Вдруг взвыла Аделина, спящая в корзине рядом с кроватью. Я окликнула ее и протянула руку. Это было нашим ритуалом: среди ночи я протягивала руку, и она, чуткая, облизывала мне пальцы. Это значило, что все в порядке, не бойся, я здесь.
Лицо Ванессы пропало, растворилось. Я вдруг услышала мягкий дробный стук собачьих лап — Аделина, не ответив, убегала. Я поднялась и почувствовала, что пол подо мной вздыбился. Я успела ухватиться за спинку кровати и сесть. Сердце бешено колотилось не в груди, а в горле, в висках, в ушах. Мне вдруг стало холодно, я приложила руку ко лбу — ладонь стала влажной. Что это? Я попыталась окликнуть Аделину, но не смогла издать ни звука. Я слышала ее повизгивание в прихожей… Сейчас, сейчас, я встану… Меня трясло от холода, я замерзала, мне казалось, я превращаюсь в сосульку. За окном серели ранние сумерки. Длинное окно колыхалось наподобие маятника, стены «дышали», пол ходил волнами. И звуки! Шорохи, шипение, потрескивание… Вдруг отчаянный визг Аделины! Звук открываемой двери, грохот захлопнувшейся, шаги. Ужас! Качнулась и медленно подалась дверь спальни, черный проем расширился на глазах, и я оцепенела при виде выплывающей оттуда черной фигуры. Я даже не могла закричать. Повалилась на кровать, пытаясь натянуть на себя одеяло. Его выдернули у меня из рук, оно свалилось на пол. До меня дотронулась чья-то ледяная рука. Холодные легкие пальцы касались моего лица, я слышала щекочущий шелест крыльев.
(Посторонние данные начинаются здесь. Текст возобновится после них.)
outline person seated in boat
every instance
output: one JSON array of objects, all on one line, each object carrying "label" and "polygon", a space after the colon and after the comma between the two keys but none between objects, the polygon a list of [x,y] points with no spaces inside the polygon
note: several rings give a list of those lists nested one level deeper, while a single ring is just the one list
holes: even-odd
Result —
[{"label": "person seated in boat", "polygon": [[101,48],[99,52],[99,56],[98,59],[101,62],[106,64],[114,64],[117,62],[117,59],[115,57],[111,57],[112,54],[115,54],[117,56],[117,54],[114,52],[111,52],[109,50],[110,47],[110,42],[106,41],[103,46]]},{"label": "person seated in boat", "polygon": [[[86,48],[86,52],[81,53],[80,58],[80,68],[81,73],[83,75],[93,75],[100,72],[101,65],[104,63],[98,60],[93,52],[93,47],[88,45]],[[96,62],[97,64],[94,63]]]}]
В комнате стало светлее. Черной фигуры уже не было, на постели, на стенах, на окне сидели сотни бабочек. Одну я сняла с лица, она осталась у меня на ладони, помахивая крылышками, красно-синяя с черными кругами. Мы смотрели друг на дружку, ее черные глаза-бусины ярко блестели. Я встряхнула ладонью, отбрасывая… Оборотня! Это был оборотень! Я узнала глаза Ванессы!
В тот же миг туча красно-синих бабочек сорвалась со стен и закружилась в бешеном водовороте вокруг меня. Они ударяли мне в лицо, плечи, грудь, их прикосновения были болезненны, как булавочные уколы. Я увидела кровь на ладонях. Бабочки с шорохом бились о стены и падали на пол, там уже образовались кучки красно-синих трепещущих насекомых. Кровь с ладоней стекала и капала на ночную сорочку. Я закричала и попыталась увернуться от бабочек, взмахивала руками, отгоняя их, чувствуя, как усиливается боль от их острых прикосновений. Кровать была залита кровью. Красное на белом. В углу кто-то сидел. Женская фигура в белом, залитом кровью. Размеренный звук капели… Лужа крови, вздрагивающая лакированная поверхность, ямки и брызги от падающих капель. Она поднимает голову — это Елизавета. Сверху слетает листок-письмо, много листков, я вижу кривые синие строчки… Бабочки исчезают. Я трогаю лицо, оно горит, словно от ожога. Я перевожу взгляд на фигуру в углу.